Homily: Tuesday of the 4th Week of Lent 2016 (school mass) - Do you want to be well?

“Do you want to be well?” Jesus addressed that question to the man who had been ill for 38 years, who lay at the pool of Bethesda. What exactly was his illness? Well, St. John doesn’t tell us, but he was certainly counted among the sick, blind, lame, and crippled.  Jesus had known the man had been ill for a long time; it’s quite possible that Jesus had seen him there before he began his public ministry, for we know that Jesus’ parents went to Jerusalem every year for the feast of the Passover.  Yet, often in the Gospels, we see Jesus looking very deeply into peoples’ hearts: Jesus seems to know what they are thinking and feeling before they do.

Jesus asks each of us today, “Do you want to be well?”  Well?  What is your illness? What is your sickness?  For many of us, the illness, the sickness, the blindness, isn’t so much physical, but spiritual.  A mind, a heart diseased with selfishness, afflicted with impatience, blind to the needs of others, deaf to the cries of the poor, a will crippled and unable to do the good we so desire to do.

For some of us, we might not even know how sick we are, but Jesus does.  He knows our illness, the cause of our illness, he knows the open wounds in our hearts which we fail to recognize.  “Do you want to be well of those too?”

Each of us do well today to acknowledge our spiritual ills to Jesus: name them, be honest about them, own up to them.  We also do well to say to Jesus: heal me of the illnesses I don’t even know about, that’s I’m not aware of, that I have a hard time admitting. 

Jesus is the medicus animae—the healer of souls, and he is able to heal us because he is God, and he wants to see us whole and healthy. 

Most of all, he wants to heal us from that part of us that says, “I don’t need him. I can do it on my own.” That part of us that says, I don’t need to pray, I don’t need to go to mass, I don’t need to go to church, I don’t need to study the Catholic faith, I don’t need to practice fasting, I don’t need to keep myself pure, I don’t need to perform works of charity. That’s the sickest part of us that needs to be healed the most. 

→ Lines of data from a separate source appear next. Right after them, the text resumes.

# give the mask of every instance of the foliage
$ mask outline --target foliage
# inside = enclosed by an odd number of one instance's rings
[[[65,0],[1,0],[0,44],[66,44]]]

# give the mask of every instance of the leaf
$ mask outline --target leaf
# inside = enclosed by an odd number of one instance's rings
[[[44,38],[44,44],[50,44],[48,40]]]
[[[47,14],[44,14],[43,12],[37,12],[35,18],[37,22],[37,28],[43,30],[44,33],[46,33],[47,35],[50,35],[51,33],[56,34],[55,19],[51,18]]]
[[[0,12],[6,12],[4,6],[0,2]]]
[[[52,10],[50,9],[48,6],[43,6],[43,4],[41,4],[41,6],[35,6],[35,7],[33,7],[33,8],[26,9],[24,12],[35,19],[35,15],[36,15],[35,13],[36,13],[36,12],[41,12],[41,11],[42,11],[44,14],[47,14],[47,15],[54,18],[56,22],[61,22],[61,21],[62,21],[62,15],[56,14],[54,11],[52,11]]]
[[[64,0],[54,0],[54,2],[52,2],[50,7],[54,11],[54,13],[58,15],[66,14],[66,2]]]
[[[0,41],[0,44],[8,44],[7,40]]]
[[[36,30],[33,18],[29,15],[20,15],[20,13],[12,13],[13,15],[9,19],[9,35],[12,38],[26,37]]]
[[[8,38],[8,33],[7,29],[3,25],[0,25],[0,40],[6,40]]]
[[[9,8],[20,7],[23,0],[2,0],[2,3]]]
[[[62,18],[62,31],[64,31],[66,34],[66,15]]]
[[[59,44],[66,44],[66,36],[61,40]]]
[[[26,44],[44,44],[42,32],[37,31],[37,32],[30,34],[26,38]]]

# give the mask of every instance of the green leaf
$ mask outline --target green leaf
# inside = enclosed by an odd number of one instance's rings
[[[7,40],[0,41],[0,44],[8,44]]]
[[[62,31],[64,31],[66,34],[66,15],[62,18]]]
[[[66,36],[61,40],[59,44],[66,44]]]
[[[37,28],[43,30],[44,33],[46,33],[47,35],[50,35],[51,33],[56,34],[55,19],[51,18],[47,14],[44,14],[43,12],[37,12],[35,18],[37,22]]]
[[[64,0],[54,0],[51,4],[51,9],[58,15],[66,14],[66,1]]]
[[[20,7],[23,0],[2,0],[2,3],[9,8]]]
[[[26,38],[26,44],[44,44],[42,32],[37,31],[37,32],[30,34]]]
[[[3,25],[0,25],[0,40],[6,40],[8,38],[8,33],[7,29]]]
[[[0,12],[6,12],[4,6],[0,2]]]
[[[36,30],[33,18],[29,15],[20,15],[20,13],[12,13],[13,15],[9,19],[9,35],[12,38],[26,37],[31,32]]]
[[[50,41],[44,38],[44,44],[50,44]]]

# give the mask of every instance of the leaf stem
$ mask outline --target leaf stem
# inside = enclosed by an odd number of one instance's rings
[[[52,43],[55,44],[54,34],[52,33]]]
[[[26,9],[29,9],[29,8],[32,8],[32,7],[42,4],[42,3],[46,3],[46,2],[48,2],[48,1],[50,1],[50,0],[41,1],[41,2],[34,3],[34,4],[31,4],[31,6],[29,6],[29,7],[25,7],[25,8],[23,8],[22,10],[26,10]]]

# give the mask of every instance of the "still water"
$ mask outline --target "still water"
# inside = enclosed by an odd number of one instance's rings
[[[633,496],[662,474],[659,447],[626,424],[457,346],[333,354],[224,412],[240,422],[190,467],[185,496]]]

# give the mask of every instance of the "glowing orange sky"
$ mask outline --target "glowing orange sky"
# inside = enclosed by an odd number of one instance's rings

“Do you want to be well?” 

Jesus heals that sickest part of us primarily in the sacrament of reconciliation.  Even though many of us have gone to reconciliation already this Lent, we may need to go again if we’ve fallen into serious sin.  In the Eucharist, Jesus strengthens the part of us that is recovering from being seriously ill, the part of our souls traumatized by sinful behavior. 


As Jesus comes to us in the Eucharist today, let us open our minds, hearts, bodies, and souls to his healing, his strengthening, that we may be devoted to the work of Gospel for the glory of God and salvation of souls.